Officers of the court were also involved, as were the country’s electronic scanning and money laundering units.

Suspects were interviewed for at least a whole day, and often substantially longer. A total of 20,000 productions were gathered as evidence for the eventual court case, with enquiries stretching the length and breadth of the UK and as far afield as Norway.

The scales which were rigged to give out two readings, one false one for the fisheries inspectors, and one accurate one for the company, the fishing boat and the agent.

What the investigators found at Shetland Catch was a set of rigged scales that could be manipulated to give out false readings.

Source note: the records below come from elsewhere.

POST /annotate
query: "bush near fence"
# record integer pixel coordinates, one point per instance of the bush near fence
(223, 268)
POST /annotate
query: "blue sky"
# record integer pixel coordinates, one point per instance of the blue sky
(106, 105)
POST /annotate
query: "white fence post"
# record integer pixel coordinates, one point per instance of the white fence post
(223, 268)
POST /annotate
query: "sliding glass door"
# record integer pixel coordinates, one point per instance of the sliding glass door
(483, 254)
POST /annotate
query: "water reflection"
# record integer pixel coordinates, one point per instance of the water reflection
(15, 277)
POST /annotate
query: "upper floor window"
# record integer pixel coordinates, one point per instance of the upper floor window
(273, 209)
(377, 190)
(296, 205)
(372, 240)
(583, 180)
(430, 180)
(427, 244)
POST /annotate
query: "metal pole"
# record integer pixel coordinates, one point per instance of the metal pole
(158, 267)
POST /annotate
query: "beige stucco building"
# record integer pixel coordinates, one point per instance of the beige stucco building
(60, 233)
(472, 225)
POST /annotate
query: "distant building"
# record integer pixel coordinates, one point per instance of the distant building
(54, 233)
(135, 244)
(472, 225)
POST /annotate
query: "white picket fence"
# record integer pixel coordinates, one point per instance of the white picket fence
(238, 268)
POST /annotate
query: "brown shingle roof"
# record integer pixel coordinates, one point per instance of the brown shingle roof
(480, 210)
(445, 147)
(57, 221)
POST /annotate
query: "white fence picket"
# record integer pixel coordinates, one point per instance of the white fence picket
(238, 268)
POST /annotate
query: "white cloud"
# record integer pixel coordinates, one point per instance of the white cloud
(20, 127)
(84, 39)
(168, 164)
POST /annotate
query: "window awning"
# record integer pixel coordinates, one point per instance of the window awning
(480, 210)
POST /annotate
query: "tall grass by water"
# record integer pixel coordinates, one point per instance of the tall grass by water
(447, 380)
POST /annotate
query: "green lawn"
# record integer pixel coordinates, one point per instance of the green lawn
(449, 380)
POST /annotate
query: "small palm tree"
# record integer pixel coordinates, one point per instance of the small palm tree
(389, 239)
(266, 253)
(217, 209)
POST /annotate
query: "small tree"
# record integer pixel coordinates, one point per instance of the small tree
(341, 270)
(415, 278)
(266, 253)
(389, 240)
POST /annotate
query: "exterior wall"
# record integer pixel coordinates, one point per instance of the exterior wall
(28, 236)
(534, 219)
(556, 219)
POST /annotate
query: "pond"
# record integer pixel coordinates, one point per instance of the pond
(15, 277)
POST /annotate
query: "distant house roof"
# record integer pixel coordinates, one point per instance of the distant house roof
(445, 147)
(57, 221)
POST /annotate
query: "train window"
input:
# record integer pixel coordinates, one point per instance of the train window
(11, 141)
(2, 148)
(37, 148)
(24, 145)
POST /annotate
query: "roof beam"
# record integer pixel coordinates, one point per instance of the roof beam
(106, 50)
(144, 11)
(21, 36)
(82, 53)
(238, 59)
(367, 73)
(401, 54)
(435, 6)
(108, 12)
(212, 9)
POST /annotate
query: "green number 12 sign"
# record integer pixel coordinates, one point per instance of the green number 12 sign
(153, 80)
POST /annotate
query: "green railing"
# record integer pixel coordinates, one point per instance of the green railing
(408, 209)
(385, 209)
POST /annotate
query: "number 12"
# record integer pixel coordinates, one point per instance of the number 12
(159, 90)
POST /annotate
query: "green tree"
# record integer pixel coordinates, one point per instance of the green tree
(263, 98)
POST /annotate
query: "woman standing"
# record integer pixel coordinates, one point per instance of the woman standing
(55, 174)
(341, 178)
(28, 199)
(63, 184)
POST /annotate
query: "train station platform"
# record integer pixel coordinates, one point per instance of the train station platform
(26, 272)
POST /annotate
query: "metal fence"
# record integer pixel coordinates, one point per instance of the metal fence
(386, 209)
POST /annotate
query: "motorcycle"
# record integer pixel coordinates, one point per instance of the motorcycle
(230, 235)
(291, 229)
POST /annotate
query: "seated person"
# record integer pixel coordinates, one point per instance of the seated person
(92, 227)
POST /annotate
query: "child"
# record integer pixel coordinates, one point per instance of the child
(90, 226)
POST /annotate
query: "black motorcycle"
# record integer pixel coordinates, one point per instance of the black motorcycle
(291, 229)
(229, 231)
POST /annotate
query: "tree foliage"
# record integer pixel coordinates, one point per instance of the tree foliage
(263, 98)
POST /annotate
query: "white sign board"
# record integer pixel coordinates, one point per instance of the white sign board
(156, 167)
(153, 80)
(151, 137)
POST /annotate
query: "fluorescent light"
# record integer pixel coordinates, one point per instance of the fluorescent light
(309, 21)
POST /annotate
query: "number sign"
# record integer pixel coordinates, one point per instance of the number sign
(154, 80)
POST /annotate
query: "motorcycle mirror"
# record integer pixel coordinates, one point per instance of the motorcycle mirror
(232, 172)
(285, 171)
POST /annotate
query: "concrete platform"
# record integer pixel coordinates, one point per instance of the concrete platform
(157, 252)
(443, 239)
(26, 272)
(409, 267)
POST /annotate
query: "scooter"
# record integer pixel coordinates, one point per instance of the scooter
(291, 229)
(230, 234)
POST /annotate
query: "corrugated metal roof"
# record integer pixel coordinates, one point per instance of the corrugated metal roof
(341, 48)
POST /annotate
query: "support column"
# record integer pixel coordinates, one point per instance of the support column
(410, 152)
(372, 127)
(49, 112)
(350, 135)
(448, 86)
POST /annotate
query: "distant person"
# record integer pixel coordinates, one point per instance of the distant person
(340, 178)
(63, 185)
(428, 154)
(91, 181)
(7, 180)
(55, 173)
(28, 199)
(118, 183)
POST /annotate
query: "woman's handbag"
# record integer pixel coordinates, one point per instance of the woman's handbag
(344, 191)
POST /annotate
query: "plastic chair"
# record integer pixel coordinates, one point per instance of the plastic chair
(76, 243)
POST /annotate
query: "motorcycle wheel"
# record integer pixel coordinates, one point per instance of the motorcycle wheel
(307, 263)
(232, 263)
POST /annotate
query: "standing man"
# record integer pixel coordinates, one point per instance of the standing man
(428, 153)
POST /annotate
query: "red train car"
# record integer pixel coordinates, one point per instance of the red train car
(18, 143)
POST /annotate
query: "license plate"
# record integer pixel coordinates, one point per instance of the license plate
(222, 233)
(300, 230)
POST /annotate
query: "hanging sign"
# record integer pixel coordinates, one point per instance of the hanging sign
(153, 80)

A reduced reading was displayed on a computer screen visible to fisheries officers when they inspected the premises, while a correct reading was displayed on a computer in the factory loft.

The screen in the engineer's workshop that revealed the true figure of what had been landed.

A further screen displaying the correct reading was based in an engineer’s workshop well away from the main building. Only two people had access to this workshop.

Other systems were used in Peterhead where Fresh Catch had a method of diverting fish through pipes to avoid weighing scales altogether, while Alexander Buchan had a second conveyor belt that took the undeclared fish.

The investigation discovered that the skippers and the factories would contact each other by phone while the boat was still at sea, deciding between them how much of the catch would be declared and agree a price. The skipper would then record the agreed “official” figure in his log book.

This lower figure would be backed up when the skipper submitted his landing declaration within 48 hours of coming ashore, and when the factory issued a sales note.

The third element in the network were the fishing agents, including Lerwick’s LHD Ltd, when they invoiced the factory for the fish.

The agents had three methods of invoicing. Firstly they simply submitted two invoices, one matching the declared landing and the second correct invoice being marked secret.

This was replaced by inflating the price per tonne so the smaller amount of fish appeared on the invoice, but the total value of the actual catch was covered. 

The third method involved what was called the “Japanese bonus”, ostensibly to pay for good quality fish, when in fact it was to disguise the true size of the landing.

Shetland Catch has admitted its involvement in illegal landings between 1 January 2002 and 19 March 2005, and is expected to be sentenced next month.

Six more Scottish skippers await sentences for landing fish at Shetland Catch and the two other factories, as does Fresh Catch for their involvement. A further four north east skippers are facing prosecution for similar offences, who cannot be named for legal reasons.